The Dryer-Breaking Blues
Written by: Arlena de Bruin
I’ll be the first to admit that I currently have a strained and dysfunctional relationship with my washer and dryer. In fact, the intimacy we once shared is nothing but a fading memory of mine. Ever since I went back to full-time work, I rarely give my appliances the time of day. Do I miss them? Heck, no. Did I fall into the deep abyss of depression when our extra-capacity dryer died last week? Heck, yes.
I’ve been a wet and wrinkled mess ever since!
Don’t get me wrong. It’s not that I have an unhealthy, co-dependent relationship with my laundry machine. That kind of admission would require a level of counseling I currently can’t afford. No, over the past five months, I’ve had to separate myself from our daily interludes and accept that my husband is now wooing the appliances instead. Do I feel like the “other woman”? Perhaps. Am I ready to call off the sick and twisted love triangle? Absolutely not.
You see, having a husband who’s actually willing to pursue a relationship with an appliance, of any sort, is a wild and wonderful thing. Why would I discourage personal growth like that? In fact, since he’s become the wash-and-dry philanderer, I’ve felt nothing but sweet, unconditional love for them. Needless to say, though, when the dryer went belly-up in the midst of a torrid, tumble-and-dry session last Friday, I felt as if my freshly laundered world had come to an end. Heaven forbid their affair should end now! They have so much more to learn from each other!

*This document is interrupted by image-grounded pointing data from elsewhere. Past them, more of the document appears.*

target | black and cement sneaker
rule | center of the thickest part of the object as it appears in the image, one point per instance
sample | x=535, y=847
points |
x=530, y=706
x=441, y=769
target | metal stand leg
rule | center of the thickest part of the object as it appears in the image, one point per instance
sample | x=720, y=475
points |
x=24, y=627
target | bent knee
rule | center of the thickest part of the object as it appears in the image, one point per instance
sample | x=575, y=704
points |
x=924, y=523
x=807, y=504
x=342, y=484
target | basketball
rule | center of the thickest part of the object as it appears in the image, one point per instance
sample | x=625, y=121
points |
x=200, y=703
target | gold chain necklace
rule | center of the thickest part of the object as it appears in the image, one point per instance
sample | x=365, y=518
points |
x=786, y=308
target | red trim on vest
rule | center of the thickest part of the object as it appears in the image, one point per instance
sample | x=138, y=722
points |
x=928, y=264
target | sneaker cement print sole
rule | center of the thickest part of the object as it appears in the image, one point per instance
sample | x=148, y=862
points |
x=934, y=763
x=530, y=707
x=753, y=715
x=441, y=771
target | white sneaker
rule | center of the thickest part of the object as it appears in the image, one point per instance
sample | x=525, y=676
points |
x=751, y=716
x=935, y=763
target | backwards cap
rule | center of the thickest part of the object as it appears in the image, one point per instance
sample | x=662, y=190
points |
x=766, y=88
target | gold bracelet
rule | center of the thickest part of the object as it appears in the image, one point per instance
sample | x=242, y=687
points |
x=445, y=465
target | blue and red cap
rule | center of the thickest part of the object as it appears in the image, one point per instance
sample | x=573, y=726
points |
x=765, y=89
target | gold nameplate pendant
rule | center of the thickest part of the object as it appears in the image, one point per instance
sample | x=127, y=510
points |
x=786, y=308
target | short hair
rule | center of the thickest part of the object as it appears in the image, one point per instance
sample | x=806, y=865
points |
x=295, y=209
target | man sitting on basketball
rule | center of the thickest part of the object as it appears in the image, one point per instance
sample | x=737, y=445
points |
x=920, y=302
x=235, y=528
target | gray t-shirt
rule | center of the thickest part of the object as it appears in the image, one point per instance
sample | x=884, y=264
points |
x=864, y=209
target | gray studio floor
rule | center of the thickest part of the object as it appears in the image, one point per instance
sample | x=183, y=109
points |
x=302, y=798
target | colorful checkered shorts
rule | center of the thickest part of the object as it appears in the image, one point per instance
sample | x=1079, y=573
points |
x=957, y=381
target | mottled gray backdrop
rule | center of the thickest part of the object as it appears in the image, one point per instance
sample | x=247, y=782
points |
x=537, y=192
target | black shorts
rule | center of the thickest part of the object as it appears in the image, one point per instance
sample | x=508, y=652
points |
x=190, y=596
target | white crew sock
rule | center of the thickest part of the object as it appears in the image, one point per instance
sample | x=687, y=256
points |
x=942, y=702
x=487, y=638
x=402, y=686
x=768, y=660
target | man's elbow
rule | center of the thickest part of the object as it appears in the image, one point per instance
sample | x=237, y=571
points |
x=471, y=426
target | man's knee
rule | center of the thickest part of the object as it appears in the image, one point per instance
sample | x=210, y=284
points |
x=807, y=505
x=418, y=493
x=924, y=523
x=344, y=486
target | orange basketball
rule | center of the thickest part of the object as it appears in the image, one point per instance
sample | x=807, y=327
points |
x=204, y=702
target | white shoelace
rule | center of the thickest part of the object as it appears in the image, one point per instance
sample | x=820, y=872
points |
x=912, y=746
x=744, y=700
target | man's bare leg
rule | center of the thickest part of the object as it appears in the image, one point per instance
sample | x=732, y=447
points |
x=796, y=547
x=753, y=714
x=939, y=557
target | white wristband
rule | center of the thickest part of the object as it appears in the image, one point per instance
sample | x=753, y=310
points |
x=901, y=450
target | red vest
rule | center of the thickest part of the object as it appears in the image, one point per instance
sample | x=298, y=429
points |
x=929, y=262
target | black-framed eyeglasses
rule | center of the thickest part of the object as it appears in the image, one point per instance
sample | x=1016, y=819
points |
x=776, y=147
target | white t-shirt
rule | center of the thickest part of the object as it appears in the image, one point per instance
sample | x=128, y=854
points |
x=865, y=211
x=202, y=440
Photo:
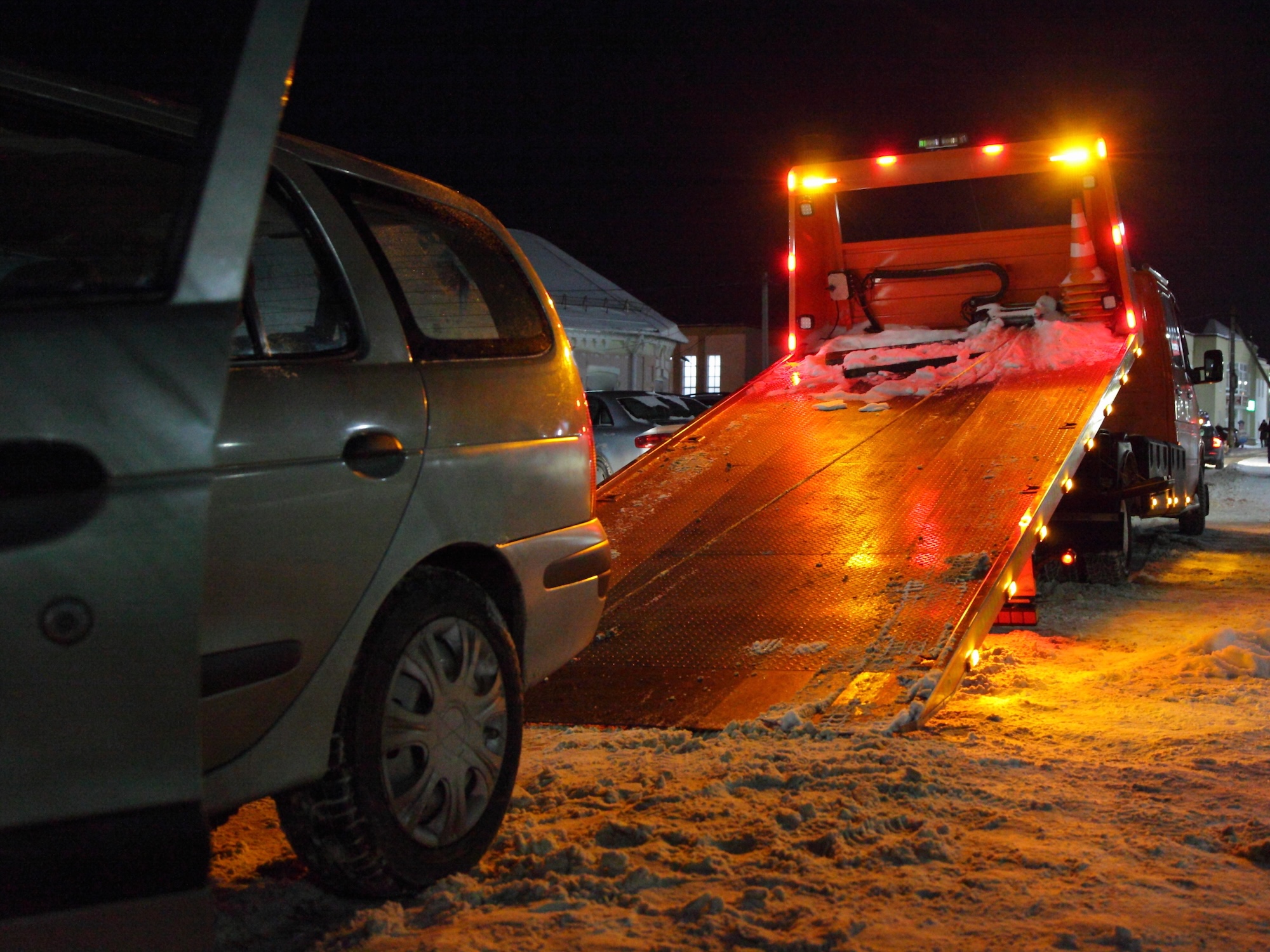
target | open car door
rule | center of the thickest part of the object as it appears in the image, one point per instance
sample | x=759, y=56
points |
x=124, y=247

The next morning, Mark calls a repairman to revive the deceased and the prognosis is grim. Seventy dollars and a new switch later, we’re no better off. As far as the tool-man is concerned, the surgery’s cosmetic. His advice: take our 20-year-old model and trade it in for a new one. (Call me overly analytical, but there’s irony in that, I’m sure.)
“Can’t we just make do with the old one?” I ask.
“Only until she gets too hot and burns out again.” (Call me overly analytical, but I’m sure there’s irony in that, too.)
“Ah-huh.”
I slink back upstairs to break the news. “Apparently, she’s getting too hot.” I say defiantly. “Maybe you two should cool it down for a bit.”
Three days later and the dryer is dead again. What can I say? My husband’s relentless. She really didn’t have a chance.
“What are we going to do now?” I whine as I root through dirty laundry for something to wear.
“I guess we’ll have to buy a new one.”
I groan. This is the second major appliance we’ve had to replace in a year and we’ve only lived here for a year.
Mark unhooks the dryer and shoves it towards the door. “Give me a hand. Before we buy a new one, we have to get this one out.”
Two hours later, the dryer is as unyielding as a bunny-wielding mistress. It’s still on the wrong side of the door.
“Heaven and hell in a hand-basket…” I snap. The love affair is well past its usefulness. I want the cursed thing out. We try sideways, frontways, backwards and upside down. We try everything short of smashing the cursed Kenmore to pieces. (Believe me; it wasn’t from lack of trying!) No matter how we turn it, we can’t get the dryer past the furnace and out the door. “How in heaven’s name did they get this trollop in here?” I give it a swift kick to the rear and wipe my furrowed brow. “This family can’t live on a washer alone. There’s got… to be… a way.”
Another hour and pending separation later, the light-bulb goes on. “How old did that repairman say the dryer was?” I ask suspiciously.
“I don’t know. Twenty years?”
“And when did they say they finished off the basement?”
Mark’s face turns three shades of purple. “Two or three years ago…”
“Good grief!” I slump to the floor and convulse as if physically maimed. “You mean to tell me they built the walls of the laundry room AFTER they put in the appliances?”
WANTED: A hundred pounds of dynamite, pocket-sized dryer, and address of former owner. (…and no, not necessarily in that order.)